Let $x_0= x- \Delta x$. Then $x= x_0+ \Delta x$ and $x+ \Delta x= x_0+ 2\Delta x$ so that $\frac{f(x+ \Delta x)- f(x- \Delta x)}{2\Delta x}= \frac{f(x_0+ 2\Delta x)-f(x_0)}{2\Delta x}$. Taking $h= 2\Delta x$ that becomes $\frac{f(x_0+ h)- f(x_0)}{h}$ and the limit of that as $\Delta x$ (and so h) goes to 0 is the derivative at $x_0$. But since $\Delta x$ is going to 0, $x_0= x- \Delta x$ goes to x. That is, this is simply another way of finding the derivative of f(x). Geometrically, while the usual formula for the derivative take the "secant" from x to $x+ \Delta x$ which, in the limit, becomes the tangent line, this formula takes the secant from two points at equal distance from x. In the limit, that also becomes the tangent line.

Answer 2

Hint: Write $$f(a+\Delta x)-f(a-\Delta x)=\big[\,f(a)-f(a-\Delta x)\big]-\big[\,f(a)-f(a+\Delta x)\big]$$ to relate $\lim_{\Delta x\to0}F(\Delta x)$ to $f'(a)$.

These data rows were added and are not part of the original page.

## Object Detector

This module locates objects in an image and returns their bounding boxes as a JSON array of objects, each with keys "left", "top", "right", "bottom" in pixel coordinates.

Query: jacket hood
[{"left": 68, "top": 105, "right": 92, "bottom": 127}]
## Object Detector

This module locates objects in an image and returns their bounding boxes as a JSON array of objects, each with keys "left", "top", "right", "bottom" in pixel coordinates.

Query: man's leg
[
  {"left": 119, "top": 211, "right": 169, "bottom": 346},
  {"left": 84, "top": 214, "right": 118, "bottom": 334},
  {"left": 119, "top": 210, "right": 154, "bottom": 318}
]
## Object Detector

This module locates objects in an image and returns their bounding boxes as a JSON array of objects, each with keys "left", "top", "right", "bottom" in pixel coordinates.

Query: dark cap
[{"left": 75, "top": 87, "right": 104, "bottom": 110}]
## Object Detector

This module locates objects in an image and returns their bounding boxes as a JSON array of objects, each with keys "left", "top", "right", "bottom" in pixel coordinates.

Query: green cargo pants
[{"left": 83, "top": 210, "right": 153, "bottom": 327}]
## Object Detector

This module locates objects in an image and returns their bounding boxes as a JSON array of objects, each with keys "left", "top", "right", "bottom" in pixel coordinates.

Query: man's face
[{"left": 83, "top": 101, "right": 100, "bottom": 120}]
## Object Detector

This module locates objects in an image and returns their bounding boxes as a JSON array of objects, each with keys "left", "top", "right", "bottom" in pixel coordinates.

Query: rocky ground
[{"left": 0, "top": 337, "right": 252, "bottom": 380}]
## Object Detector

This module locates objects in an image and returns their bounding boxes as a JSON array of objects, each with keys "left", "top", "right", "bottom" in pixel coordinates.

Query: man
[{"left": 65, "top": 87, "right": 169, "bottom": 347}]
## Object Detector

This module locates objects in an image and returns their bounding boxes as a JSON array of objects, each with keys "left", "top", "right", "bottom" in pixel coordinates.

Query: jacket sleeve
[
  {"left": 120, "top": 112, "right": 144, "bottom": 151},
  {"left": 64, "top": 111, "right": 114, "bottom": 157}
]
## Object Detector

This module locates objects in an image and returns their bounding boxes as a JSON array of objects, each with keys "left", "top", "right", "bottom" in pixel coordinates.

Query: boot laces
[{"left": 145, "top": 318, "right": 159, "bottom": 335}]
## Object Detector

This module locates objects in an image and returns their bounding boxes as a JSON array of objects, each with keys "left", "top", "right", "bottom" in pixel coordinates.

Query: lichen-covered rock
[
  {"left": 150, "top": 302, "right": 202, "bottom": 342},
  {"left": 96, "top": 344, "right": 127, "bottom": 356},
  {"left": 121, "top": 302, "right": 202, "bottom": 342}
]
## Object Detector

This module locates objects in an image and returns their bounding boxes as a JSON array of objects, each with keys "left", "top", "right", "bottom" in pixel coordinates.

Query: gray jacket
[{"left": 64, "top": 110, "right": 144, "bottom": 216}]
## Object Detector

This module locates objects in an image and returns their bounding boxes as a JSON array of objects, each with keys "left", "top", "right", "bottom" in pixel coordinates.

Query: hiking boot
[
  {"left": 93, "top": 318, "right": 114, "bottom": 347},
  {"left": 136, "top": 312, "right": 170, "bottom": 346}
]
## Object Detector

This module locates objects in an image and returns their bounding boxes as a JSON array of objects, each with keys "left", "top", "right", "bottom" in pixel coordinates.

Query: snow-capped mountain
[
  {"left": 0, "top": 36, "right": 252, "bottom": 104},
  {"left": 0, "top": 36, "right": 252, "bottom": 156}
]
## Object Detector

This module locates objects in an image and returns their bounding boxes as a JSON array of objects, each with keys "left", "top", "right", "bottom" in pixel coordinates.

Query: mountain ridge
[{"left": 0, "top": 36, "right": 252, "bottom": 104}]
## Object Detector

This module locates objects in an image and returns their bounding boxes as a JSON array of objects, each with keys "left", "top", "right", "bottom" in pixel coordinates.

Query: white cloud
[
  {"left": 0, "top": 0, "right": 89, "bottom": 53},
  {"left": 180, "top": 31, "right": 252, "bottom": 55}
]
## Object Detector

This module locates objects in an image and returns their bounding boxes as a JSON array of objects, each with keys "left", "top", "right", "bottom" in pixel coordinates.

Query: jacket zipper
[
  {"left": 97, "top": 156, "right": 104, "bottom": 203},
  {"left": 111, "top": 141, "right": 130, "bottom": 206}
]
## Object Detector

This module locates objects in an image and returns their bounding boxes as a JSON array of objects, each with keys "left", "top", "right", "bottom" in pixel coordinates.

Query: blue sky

Geometrically, just draw a picture like you would for the usual limit that defines the derivative: $f(a+\Delta x)-f(a-\Delta x)$ is the (signed) height of the line segment that joins $(a-\Delta x,f(a-\Delta x))$ with $(a+\Delta x,f(a+\Delta x))$, and $2\Delta x$ its width.

Answer 3

Let $h = \Delta x$, and note that $a = x - h$. Then $F(h)$ is

$$ F(h)= \frac{f(x) - f(x - 2h)}{2h} $$

Use $h' = -h/2$ instead of $h$, for mere psychological reasons. The limit asked becomes

$$ lim_{h\to 0} F(h) = lim_{h'\to 0} \frac{f(x+h')-f(x)}{h'} = f'(x) $$

See that $F(h)$ is the slope of the secant $s(x)$ passing through $f(x+h)$ and $f(x-h)$. $$ s(x) = f(x-h) + \frac{f(x+h) - f(x-h)}{(x+h)-(x-h)}x $$

When the limit is taken, this becomes $f'(x)$, as expected, because the secant becomes the tangent when $h\to0$.